С другой стороны, последствия пандемии пока не до конца ясны: мы находимся внутри незавершенного процесса. Многие данные об иммунитете, вакцинах, мутациях вируса не уточнены. Мы не знаем, будет ли пандемия разовым событием в нашей жизни или она будет регулярно повторяться. В условиях пандемии происходит глубокая перестройка экономики, и если все закончится в ближайшие месяцы, это будет временная адаптация, если же затянется на годы, то это затронет фундаментальные основы экономико-социально-политической системы. Пандемия наслоилась на другие симптомы мирового кризиса, в том числе финансового, так что на фоне COVID-19 следует подумать, каков будет синергетический эффект.
Пороговое развитие
Образ истории «до и после пандемии» стремится обозначить исторический «порог», как бы призывает начать жизнь с нового листа. С этой точки зрения нам важен не только медицинский аспект пандемии, но реакция на нее политической и интеллектуальной элиты, поскольку различные социальные силы могут использовать этот сдвиг в своих, довольно разных интересах. Это напоминает идею «капитализма катастроф», которая давно развивалась в рамках левой критики либерализма. Примерно такая же идея, но с правых позиций озвучивалась Ульрихом Беком как переход к «обществу риска», созданию «команды мировой опасности» и необходимости «нового Просвещения»1.
Общий смысл порогового мышления состоит в том, что элиты создают благовидный предлог для отказа от все хуже работающей модели общества. Такой подход преподносит политические решения как технические и объективно неизбежные, с его помощью можно лоббировать любые инициативы в обход демократических процедур и публичного обсуждения. Это вызывает обоснованную тревогу.
В церковной сфере пороговое мышление также дает о себе знать. Мы все чаще слышим абсурдные заявления о том, что храмы, в которых служат без прихожан, — это не медицинская необходимость, а «знак свыше», что Господь с помощью вируса «изгоняет нас из храмов, так как мы Его прогневали» и вообще конец света уже на подходе. А дальше эта откровенная эзотерика быстро переходит в практическую плоскость и нам предлагают во искупление коллективной вины перед разгневанным Богом срочно реформировать церковь. Список необходимых реформ уже составлен: отмена института патриаршества, выборность епископата, передача кадровой и финансовой политики на уровень благочинных и настоятелей, русификация богослужения и т. д.
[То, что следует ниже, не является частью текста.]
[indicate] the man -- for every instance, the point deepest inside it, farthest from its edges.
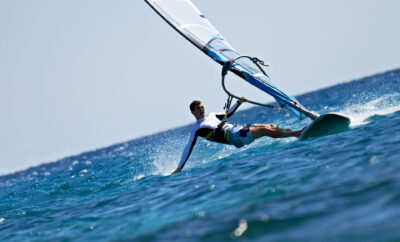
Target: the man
(213, 128)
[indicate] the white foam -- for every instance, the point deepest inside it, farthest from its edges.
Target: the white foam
(361, 112)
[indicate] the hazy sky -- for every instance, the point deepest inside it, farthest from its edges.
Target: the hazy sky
(78, 75)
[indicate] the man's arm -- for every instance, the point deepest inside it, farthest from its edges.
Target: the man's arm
(187, 151)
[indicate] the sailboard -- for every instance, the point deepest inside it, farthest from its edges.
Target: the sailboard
(186, 19)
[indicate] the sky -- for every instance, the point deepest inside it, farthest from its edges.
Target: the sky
(79, 75)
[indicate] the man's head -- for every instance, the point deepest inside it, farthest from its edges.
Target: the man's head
(197, 109)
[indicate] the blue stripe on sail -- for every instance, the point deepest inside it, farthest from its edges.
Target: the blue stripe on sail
(264, 85)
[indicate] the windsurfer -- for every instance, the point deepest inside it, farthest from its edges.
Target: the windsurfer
(213, 127)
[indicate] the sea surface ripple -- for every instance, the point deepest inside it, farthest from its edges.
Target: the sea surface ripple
(343, 187)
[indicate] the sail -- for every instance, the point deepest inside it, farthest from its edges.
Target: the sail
(185, 18)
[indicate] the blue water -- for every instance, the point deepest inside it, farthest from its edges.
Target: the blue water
(343, 187)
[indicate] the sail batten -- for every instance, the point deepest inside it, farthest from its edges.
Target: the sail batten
(187, 19)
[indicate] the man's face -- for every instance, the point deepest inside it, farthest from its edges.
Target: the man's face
(198, 110)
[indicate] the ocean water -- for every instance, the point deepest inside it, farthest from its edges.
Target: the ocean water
(343, 187)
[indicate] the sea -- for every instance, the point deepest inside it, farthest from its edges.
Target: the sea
(342, 187)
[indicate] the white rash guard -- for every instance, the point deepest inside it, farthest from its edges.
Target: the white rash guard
(208, 128)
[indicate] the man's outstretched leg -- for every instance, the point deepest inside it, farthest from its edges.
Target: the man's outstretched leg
(271, 130)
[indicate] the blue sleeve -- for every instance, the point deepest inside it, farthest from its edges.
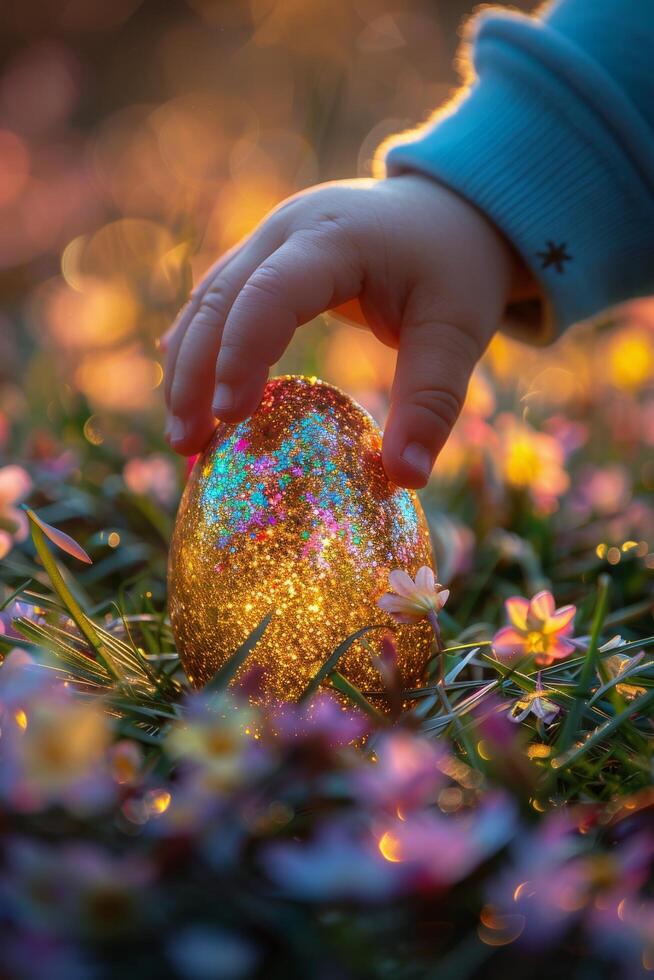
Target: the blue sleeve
(554, 141)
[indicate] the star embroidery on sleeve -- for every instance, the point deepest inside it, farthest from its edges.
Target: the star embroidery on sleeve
(555, 255)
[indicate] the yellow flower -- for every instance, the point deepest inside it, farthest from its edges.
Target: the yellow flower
(537, 629)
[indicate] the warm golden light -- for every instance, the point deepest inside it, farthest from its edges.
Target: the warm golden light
(390, 848)
(291, 513)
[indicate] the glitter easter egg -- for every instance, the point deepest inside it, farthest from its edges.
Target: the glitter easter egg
(290, 512)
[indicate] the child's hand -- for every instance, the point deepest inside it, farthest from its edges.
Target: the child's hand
(432, 276)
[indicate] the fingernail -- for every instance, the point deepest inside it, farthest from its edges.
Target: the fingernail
(223, 399)
(176, 429)
(418, 458)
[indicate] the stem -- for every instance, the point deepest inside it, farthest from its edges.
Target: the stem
(78, 615)
(442, 691)
(588, 668)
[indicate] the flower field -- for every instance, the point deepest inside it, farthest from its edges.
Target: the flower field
(497, 820)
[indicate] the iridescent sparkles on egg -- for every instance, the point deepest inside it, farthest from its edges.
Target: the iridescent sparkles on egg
(290, 512)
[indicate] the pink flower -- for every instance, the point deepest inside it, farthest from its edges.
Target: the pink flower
(537, 629)
(152, 476)
(412, 601)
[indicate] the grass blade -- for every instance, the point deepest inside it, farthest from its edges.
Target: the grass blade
(78, 615)
(225, 674)
(330, 664)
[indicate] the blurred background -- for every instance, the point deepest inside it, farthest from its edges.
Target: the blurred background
(138, 140)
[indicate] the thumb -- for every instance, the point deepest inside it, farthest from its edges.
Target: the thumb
(434, 365)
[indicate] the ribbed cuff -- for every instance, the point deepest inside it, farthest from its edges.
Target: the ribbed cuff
(550, 170)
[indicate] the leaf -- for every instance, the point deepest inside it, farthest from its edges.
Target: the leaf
(341, 684)
(225, 674)
(59, 538)
(78, 615)
(330, 664)
(569, 758)
(570, 726)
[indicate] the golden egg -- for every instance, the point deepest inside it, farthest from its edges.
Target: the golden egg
(291, 513)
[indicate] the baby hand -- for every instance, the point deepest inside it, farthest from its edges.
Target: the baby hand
(432, 277)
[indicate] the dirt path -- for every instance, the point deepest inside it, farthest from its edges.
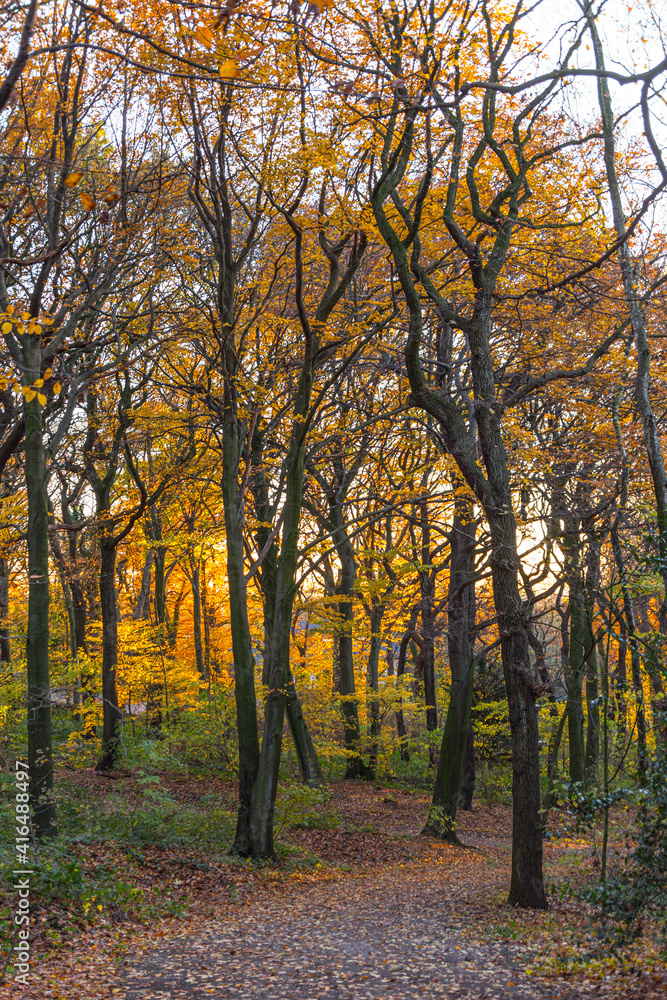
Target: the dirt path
(399, 933)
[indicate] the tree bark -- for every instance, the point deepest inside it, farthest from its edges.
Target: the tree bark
(111, 714)
(5, 645)
(40, 746)
(441, 820)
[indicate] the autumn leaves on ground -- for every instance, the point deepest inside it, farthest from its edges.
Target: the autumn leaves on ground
(358, 905)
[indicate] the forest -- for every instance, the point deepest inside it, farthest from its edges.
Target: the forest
(333, 501)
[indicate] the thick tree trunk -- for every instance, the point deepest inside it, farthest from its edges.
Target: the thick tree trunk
(527, 885)
(354, 765)
(461, 614)
(40, 747)
(309, 764)
(111, 714)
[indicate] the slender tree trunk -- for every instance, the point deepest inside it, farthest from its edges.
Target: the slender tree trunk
(620, 684)
(142, 609)
(635, 660)
(651, 429)
(196, 620)
(244, 660)
(373, 685)
(441, 820)
(427, 586)
(592, 678)
(5, 647)
(400, 672)
(40, 747)
(577, 649)
(111, 714)
(468, 778)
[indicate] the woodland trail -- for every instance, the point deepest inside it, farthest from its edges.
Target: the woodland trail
(398, 932)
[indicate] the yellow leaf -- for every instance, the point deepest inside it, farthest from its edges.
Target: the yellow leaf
(249, 53)
(204, 36)
(228, 70)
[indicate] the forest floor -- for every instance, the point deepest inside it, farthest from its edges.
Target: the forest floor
(359, 906)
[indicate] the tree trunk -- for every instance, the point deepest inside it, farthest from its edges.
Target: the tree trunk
(373, 685)
(40, 747)
(441, 820)
(592, 681)
(400, 672)
(5, 647)
(142, 609)
(305, 748)
(244, 660)
(311, 772)
(111, 714)
(635, 660)
(577, 648)
(468, 778)
(643, 377)
(196, 620)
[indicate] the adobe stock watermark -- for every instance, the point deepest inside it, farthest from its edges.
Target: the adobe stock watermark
(22, 874)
Все это — типичная риторика порогового мышления. В околоцерковных кругах появилось словосочетание «богословие после пандемии». Не в первый раз. До этого было «богословие после Освенцима», «богословие после 11 сентября», «богословие после Майдана» и прочее. Подобная риторика сопровождает режим чрезвычайного положения в либеральном формате — требование каких-то безусловных действий, не предполагающее возражений.
Идеологема порогового развития озвучивается сегодня громко и настойчиво. Для этого есть свои социально-экономические причины, а именно критический износ либеральной модели общества и попытка ее охранителей любой ценой удержать позиции. Как раз на тему связи социально-экономических и политико-идеологических процессов написана наша с академиком Сергеем Глазьевым совместная книга «Экономика и общество», которая ждет своего издателя. Многие возникающие нынче вопросы там разобраны.
Трансформация как процесс оздоровления
Пандемия обострила процесс «вскрытия» проблем, который шел давно, но именно сегодня об этом заговорили практически все. Даже Алексей Кудрин признал кризис «нециклическим». Следовательно — структурным, фундаментальным, который не может закончиться без смены экономической и идеологической модели. Либеральные спикеры уже перестраиваются, потому что меняются условия игры. Например, глобальный транзит капиталов и рабочей силы в рамках пандемии становится проблемным.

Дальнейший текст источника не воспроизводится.